Huh

by - July 26, 2008

Jika seseorang muak, lelah, kesal, gerah, geram, marah, dan tak bisa melampiaskan semuanya, hanya satu kata yang acap meluncur dari mulutnya: huh! Itu sebabnya, dalam olah nafas, kata "huh" teramat sering diucapkan, karena berfungsi menetralisir degup jantung.


Saat seseorang mengatakan "huh", secara bersamaan karbon monoksida lepas dari paru-parunya. Saat itu, oksigen masuk dalam volume yang relatif lebih besar, sehingga darah lebih lancar memompa ke seluruh urat nadi.


Alasan itu juga, kenapa dalam latihan teater seseorang membutuhkan banyak waktu untuk mengajari cara mengatakan "huh". Sebab itu, katakanlah "huh", maka Anda akan merasa segar.


Saat ini, di tengah-tengah kehidupan masyarakat Lampung, yang sudah membuat siapa saja muak, lelah, kesal, geram, marah, tapi tidak bisa melampiaskannya, setiap orang harus belajar mengatakan "huh".


Lihatlah para elite di DPRD Lampung, setiap kali hendak membahas anggaran pendapatan dan belanja daerah, selalu saja mereka ribut bukan soal apa yang akan dibahas itu.
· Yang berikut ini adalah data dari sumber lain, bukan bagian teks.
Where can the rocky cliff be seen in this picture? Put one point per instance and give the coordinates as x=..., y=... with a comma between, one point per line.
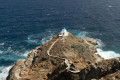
x=65, y=58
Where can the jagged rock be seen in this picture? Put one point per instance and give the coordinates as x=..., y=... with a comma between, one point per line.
x=64, y=58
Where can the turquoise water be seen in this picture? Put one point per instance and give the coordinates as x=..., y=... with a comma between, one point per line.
x=25, y=24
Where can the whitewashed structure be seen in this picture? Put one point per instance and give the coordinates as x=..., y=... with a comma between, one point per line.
x=63, y=32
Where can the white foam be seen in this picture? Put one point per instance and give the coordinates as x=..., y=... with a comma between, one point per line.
x=4, y=72
x=26, y=53
x=105, y=54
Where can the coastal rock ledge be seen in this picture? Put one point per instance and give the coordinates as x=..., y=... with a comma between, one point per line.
x=66, y=58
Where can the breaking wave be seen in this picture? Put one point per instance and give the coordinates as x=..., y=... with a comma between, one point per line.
x=4, y=72
x=105, y=54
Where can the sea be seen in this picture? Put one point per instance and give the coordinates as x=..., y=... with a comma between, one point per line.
x=26, y=24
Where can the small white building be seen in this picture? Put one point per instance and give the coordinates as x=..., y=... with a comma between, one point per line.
x=63, y=32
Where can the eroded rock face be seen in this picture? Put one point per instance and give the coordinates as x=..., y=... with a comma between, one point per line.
x=64, y=58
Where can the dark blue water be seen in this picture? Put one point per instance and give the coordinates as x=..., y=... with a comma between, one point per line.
x=25, y=24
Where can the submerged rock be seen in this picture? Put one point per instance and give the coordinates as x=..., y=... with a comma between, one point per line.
x=65, y=58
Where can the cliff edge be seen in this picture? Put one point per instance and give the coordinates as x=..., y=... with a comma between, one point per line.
x=65, y=58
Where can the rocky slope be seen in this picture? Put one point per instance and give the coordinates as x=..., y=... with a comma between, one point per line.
x=65, y=58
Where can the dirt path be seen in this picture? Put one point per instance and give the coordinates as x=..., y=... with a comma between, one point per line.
x=65, y=60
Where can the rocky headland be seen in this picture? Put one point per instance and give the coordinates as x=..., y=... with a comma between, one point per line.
x=66, y=58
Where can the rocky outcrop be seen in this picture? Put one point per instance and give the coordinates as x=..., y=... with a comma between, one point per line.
x=64, y=58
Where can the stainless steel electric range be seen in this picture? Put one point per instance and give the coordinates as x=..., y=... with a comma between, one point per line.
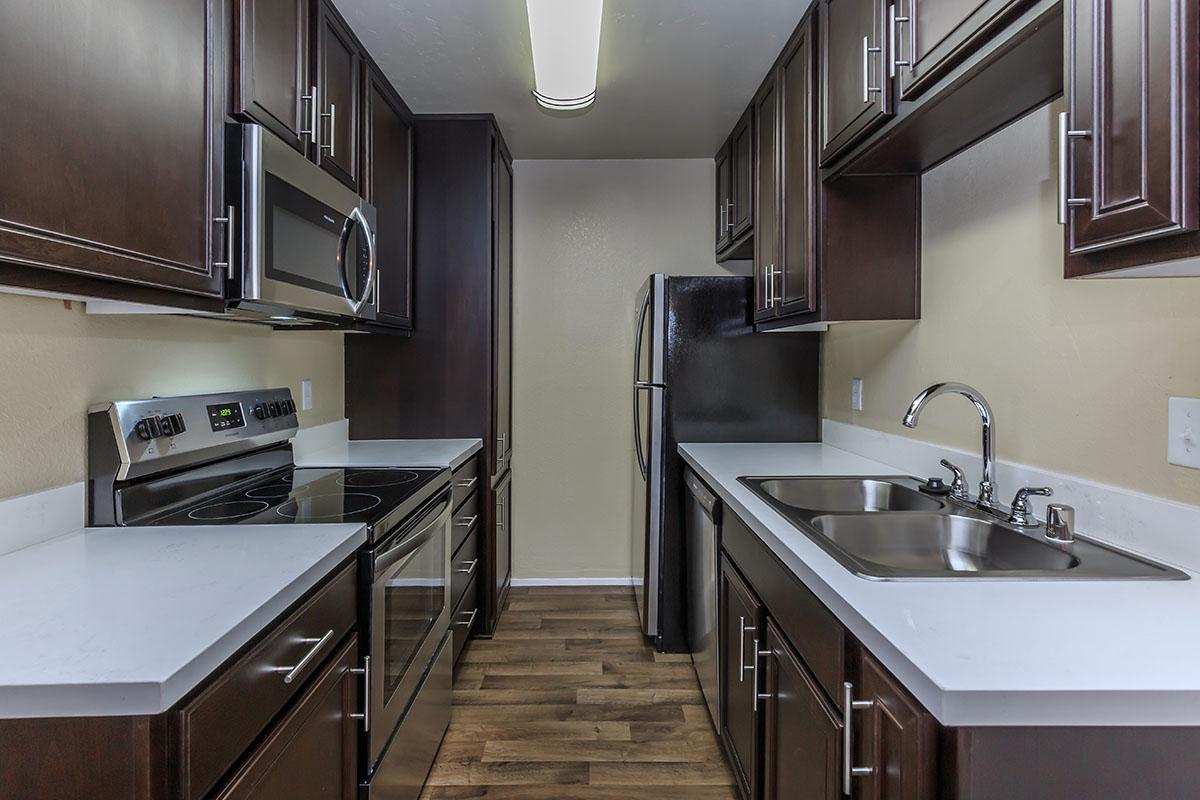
x=226, y=458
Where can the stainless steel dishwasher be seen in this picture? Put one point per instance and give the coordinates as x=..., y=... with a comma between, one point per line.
x=703, y=525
Tapi soal konflik yang sebetulnya bisa dibuat pendek, tetapi lebih asyik dibuat panjang. Sama persis seperti pepatah yang khas dalam birokrasi, "kalau bisa dipersulit kenapa harus dipermudah".
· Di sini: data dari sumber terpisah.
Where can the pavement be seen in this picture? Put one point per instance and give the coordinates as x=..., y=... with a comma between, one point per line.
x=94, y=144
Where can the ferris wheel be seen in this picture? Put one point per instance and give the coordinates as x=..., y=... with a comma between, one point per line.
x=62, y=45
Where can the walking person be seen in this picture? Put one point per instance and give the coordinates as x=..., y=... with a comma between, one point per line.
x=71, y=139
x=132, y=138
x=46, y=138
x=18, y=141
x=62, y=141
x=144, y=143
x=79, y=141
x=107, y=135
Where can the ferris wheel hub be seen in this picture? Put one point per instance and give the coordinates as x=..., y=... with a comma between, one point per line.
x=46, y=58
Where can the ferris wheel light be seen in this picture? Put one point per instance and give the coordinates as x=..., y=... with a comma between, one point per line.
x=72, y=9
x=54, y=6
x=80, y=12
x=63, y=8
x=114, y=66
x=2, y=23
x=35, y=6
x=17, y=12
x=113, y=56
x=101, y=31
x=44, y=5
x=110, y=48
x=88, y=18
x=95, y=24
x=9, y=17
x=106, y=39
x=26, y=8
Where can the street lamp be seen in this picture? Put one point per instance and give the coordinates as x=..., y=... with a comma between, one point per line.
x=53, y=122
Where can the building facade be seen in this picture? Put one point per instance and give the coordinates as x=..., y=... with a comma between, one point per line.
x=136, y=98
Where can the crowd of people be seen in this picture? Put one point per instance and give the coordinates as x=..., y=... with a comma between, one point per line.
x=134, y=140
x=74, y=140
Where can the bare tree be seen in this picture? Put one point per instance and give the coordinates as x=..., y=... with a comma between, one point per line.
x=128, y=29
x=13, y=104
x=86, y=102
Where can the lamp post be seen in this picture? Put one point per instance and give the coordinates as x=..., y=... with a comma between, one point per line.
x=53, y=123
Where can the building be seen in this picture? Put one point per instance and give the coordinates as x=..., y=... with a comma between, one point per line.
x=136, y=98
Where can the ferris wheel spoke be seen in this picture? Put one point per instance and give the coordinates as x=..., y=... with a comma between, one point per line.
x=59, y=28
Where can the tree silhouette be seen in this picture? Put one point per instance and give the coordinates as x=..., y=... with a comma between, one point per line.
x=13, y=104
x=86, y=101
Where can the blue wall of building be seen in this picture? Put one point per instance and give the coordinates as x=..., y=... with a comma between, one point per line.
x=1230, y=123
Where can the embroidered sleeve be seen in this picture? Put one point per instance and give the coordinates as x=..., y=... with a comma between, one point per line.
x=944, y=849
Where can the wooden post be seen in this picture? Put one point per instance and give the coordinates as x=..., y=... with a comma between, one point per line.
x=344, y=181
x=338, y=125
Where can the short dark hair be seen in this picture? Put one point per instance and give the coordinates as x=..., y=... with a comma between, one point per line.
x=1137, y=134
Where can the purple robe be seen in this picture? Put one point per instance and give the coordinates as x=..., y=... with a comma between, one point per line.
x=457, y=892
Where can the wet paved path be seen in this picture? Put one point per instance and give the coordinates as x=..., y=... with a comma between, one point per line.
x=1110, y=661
Mari kita katakan "huh" kepada para anggota Dewan itu. Kita katakan juga "huh" bagi elite di eksekutif. Entah kenapa mereka tidak berusaha menjalankan birokrasi pemerintahan daerah untuk mengurusi kepentingan rakyatnya. Seluruh energi diarahkan dan dihabiskan untuk memikirkan, cara "melawan" aksi para anggota legislatif.


Seluruh perhatian dan keseriusan tersedot ke sana, ke konflik yang mengada-ada itu. Sehingga cara mereka menyelesaikan dan meredakan persoalan yang dihadapi rakyat di Kecamatan Kemiling, cuma dengan sepenggal kalimat: "Jangan terpengaruh isu-isu negatif."


Bukankan kekhawatiran rakyat di Kecamatan Kemiling, yang tinggal dalam tenda hampir sepekan lamanya, tidak ada kaitannya dengan politik? Bukankah mereka hanya memikirkan satu hal: tak ingin jadi korban jika bencana gempa betul-betul terjadi.


Kewaspadaan sangat penting dalam hidup. Bukankah dunia sudah tidak aman bagi penghuninya, karena apa saja bisa menjadi penyebab kematian sia-sia. Bukankah elite bisa menjadi sumber bencana yang lebih dasyat dari akibat gempa?


Katakanlah "huh" kepada Gubernur Lampung yang mengatakan bahwa "bumi yang berguncang di Kecamatan Kemiling merupakan isu yang menyesatkan". Tak ada manusia yang bisa memprediksi gempa bumi secara pasti, sekalipun dengan alat canggih. Karena gempa bumi milik-Nya, Tuhan yang tahu persis dengan rencananya. Tapi alam mengajarkan, ada fenomena-fenomena yang bisa ditafsirkan. Kita hanya punya tafsir itu. Itulah yang dilakukan orang-orang di Kemiling. Sebuah tafsir yang berwarna-warni atas fenomena alam.


Siapa tahu gempa yang terus-menerus menggoyang Provinsi Lampung, sebuah cara mengingatkan agar kita lupakan konflik yang tidak perlu. Kita harus merefleksikan, bahwa Tuhan masih menyayangi orang-orang di Kemiling. Sebab itu, katakanlah "huh" kepada elite yang tidak bisa menenangkan hati mereka. Elite yang cuma punya tafsir "hitam" dan "putih".